Neuf jours après la promesse de Paris et Berlin d'accélérer l'intégration en zone euro, Bruxelles dévoile mercredi des propositions pour relancer l'Union monétaire, menacée par les divergences économiques entre le nord et le sud.
"Ce ne sera pas une feuille de route précise, mais plutôt une base de discussion pour les Etats membres et une boîte à outils pour compléter l'Union économique et monétaire (UEM) d'ici 2025", expliquait récemment le Commissaire européen aux Affaires économiques Pierre Moscovici, qui doit présenter ce rapport avec le vice-président de la Commission, Valdis Dombrovskis.
Pour l'ex-ministre français des Finances, le statu quo n'est plus possible car depuis la crise financière qui a éclaté fin 2007, l'écart s'est creusé entre les riches et les pauvres au sein des 19 pays ayant adopté la monnaie unique.
Parmi les suggestions de l'exécutif européen mercredi, la création d'une "capacité budgétaire" de la zone euro.

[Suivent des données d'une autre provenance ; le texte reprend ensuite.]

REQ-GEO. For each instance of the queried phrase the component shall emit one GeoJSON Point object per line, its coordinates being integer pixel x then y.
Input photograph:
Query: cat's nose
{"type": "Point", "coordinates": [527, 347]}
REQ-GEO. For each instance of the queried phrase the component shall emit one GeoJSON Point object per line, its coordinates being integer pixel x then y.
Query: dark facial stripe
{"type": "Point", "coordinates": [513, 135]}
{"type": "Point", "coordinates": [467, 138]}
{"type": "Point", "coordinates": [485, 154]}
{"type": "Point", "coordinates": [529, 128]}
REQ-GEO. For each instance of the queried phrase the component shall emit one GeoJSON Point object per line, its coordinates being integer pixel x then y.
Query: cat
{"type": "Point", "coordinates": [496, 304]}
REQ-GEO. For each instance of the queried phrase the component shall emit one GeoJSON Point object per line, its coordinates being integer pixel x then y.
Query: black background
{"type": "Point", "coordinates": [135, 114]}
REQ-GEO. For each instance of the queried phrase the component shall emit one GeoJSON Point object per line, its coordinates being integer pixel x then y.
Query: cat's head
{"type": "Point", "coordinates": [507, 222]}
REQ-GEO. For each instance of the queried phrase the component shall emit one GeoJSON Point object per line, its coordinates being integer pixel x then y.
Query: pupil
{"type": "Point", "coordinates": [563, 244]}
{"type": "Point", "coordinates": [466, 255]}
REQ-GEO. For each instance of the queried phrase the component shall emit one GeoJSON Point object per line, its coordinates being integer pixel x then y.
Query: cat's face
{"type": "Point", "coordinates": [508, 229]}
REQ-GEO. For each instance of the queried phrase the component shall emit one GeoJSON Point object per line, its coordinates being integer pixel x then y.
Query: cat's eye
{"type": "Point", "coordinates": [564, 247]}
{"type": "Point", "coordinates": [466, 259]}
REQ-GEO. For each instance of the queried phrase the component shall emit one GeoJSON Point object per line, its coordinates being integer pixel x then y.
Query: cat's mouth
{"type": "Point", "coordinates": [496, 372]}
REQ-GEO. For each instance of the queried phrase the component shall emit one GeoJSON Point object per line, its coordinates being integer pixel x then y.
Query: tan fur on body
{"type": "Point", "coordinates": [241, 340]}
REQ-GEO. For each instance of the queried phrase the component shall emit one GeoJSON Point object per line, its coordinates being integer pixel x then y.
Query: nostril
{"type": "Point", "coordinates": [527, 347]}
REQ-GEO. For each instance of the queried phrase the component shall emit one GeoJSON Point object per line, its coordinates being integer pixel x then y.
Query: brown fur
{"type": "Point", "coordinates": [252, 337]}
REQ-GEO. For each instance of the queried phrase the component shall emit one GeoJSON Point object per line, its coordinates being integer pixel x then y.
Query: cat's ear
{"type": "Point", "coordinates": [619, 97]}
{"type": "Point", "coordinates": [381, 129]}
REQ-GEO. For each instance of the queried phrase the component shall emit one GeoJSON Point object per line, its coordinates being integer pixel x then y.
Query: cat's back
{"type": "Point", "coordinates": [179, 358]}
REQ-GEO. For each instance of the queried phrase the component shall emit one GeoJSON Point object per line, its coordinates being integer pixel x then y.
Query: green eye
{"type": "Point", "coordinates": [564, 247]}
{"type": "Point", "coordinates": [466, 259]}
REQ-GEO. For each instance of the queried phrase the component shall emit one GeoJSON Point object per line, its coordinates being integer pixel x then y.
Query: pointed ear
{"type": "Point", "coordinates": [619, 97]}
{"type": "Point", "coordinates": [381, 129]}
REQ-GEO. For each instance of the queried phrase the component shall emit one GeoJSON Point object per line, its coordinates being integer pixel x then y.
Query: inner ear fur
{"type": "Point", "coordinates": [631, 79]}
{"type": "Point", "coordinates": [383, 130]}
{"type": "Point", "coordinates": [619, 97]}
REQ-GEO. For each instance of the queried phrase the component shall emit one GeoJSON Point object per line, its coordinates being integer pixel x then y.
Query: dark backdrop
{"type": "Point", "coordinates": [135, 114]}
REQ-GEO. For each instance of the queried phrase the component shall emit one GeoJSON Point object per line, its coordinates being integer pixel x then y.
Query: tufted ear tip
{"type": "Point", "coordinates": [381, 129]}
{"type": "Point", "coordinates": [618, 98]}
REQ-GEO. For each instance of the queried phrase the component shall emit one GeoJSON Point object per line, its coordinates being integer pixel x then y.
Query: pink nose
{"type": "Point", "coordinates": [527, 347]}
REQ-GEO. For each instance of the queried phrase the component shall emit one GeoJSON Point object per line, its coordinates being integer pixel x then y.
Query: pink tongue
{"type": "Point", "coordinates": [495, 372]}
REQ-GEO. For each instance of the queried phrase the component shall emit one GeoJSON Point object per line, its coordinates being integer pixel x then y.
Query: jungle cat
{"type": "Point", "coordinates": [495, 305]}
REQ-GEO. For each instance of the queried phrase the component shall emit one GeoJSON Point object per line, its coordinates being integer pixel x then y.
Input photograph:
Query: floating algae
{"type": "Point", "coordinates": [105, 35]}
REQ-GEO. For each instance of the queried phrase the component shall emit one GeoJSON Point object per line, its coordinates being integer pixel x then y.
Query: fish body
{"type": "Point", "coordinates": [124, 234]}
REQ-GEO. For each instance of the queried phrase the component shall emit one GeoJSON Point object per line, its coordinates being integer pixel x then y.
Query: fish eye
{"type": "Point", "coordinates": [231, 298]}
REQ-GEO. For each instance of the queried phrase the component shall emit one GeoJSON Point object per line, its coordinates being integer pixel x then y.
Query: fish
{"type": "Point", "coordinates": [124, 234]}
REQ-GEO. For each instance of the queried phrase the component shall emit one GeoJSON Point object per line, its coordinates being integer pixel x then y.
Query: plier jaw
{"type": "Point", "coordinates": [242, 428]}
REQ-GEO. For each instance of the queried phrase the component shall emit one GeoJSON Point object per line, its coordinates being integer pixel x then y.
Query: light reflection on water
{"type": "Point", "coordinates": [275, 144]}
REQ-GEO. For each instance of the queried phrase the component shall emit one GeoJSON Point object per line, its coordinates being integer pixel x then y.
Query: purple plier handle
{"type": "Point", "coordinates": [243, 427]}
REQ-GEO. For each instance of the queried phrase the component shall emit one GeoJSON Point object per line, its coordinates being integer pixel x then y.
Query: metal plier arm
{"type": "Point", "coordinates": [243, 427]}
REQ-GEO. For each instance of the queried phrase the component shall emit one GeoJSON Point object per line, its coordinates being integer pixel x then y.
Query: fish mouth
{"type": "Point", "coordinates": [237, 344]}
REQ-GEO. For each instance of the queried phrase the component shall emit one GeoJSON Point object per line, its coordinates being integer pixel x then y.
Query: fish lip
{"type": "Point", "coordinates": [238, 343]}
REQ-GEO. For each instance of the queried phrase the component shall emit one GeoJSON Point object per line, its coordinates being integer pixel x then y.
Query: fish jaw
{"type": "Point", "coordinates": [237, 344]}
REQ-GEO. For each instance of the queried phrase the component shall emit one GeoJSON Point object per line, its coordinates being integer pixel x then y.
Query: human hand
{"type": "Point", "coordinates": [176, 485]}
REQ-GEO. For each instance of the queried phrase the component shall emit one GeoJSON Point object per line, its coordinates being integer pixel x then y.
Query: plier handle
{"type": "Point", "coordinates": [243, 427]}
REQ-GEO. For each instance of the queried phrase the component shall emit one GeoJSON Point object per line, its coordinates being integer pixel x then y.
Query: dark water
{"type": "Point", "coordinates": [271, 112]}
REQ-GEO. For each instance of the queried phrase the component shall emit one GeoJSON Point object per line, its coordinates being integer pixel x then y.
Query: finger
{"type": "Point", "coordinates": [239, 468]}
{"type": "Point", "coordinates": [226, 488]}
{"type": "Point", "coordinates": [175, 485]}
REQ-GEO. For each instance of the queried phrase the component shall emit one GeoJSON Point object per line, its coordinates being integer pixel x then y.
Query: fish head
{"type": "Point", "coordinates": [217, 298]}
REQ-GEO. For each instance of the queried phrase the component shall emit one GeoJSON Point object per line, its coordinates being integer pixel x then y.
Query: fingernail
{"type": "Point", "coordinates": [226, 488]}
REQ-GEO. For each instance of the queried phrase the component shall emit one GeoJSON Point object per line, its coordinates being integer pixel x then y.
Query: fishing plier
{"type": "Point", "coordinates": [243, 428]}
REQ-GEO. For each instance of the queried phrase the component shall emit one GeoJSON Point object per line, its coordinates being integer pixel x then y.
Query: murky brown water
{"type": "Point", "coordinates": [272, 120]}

Un terme un peu moins fort que celui de "budget", destiné notamment à ne pas brusquer les conservateurs allemands, peu ouverts à un accroissement de la solidarité dans l'immédiat, selon une source proche du dossier.
Sera également proposée à terme la fusion du rôle de Commissaire européen aux Affaires économiques (actuellement M. Moscovici) avec celui du président de l'Eurogroupe (le porte-voix des 19 Etats de l'eurozone, actuellement le Néerlandais Jeroen Dijsselbloem).
L'idée d'un budget et d'un super ministre des Finances de la zone euro est dans l'air depuis longtemps.
Elle a été également mise en avant par le nouveau président français Emmanuel Macron et a rencontré un écho très positif chez les sociaux-démocrates allemands.
En revanche, les conservateurs d'Angela Merkel sont plus nuancés: un ministre des Finances de la zone euro, pourquoi pas, à condition qu'"il puisse pouvoir imposer le respect par tous des règles budgétaires", soulignait le grand argentier allemand Wolfgang Schäuble, dans un entretien à l'hebdomadaire Der Spiegel, juste après l'élection de M. Macron.
- Réticences allemandes -
La Commission européenne compte également suggérer la création plutôt à l'horizon 2025 d'un "actif sans risque", une sorte de "dette européenne", un panier qui mêlerait de la dette française, italienne, allemande, grecque, selon une source proche du dossier.
Une idée qui risque d'inquiéter Berlin, opposé à toute idée de création d'"eurobonds" qui mutualiserait les dettes européennes.
L'exécutif européen compte aussi mercredi "suggérer des mesures pour compléter l'Union bancaire dès que possible".
Mais le projet de la Commission de garantie européenne des dépôts, présenté en novembre 2015, piétine.
L'Allemagne a manifesté à maintes reprises ses réticences quant à une mutualisation du système, craignant de voir les épargnants allemands payer pour les banques d'autres pays, moins bien gérées.
En juin 2016, l'Allemagne avait imposé que ce dossier ne soit abordé à nouveau par les ministres de la zone euro que lorsque le bilan des banques (notamment italiennes) serait apuré de leurs créances douteuses.
Il est clair que les suggestions de la Commission européenne présentées mercredi ne pourront vraiment être étudiées qu'après les élections législatives allemandes du 24 septembre.
En outre, le gouvernement d'Angela Merkel, qui s'est dit prêt à plancher sur l'intégration de la zone euro avec celui de M. Macron, attend d'abord de la France qu'elle respecte ses engagements en matière de réduction des déficits.
Selon les dernières prévisions de la Commission européenne, la France, à politique inchangée, devrait être en effet le seul pays des 19 de la zone euro en 2018 à enfreindre les règles européennes avec un déficit public supérieur à 3% du Produit intérieur Brut (PIB).
Après le départ du Royaume Uni de l'UE, la zone euro gagnera en importance au sein de l'Union et représentera 85% de son PIB total.
A terme, la monnaie unique est d'ailleurs censée devenir celle de l'Union tout entière.
Aux pays encore sceptiques, comme le Danemark, la Pologne ou la Suède, M. Moscovici promet de "faire une offre qu'ils ne pourront pas refuser".
Ce débat survient au moment même où Angela Merkel a appelé à une Europe qui prenne son "destin en main" à l'heure de Donald Trump et du Brexit.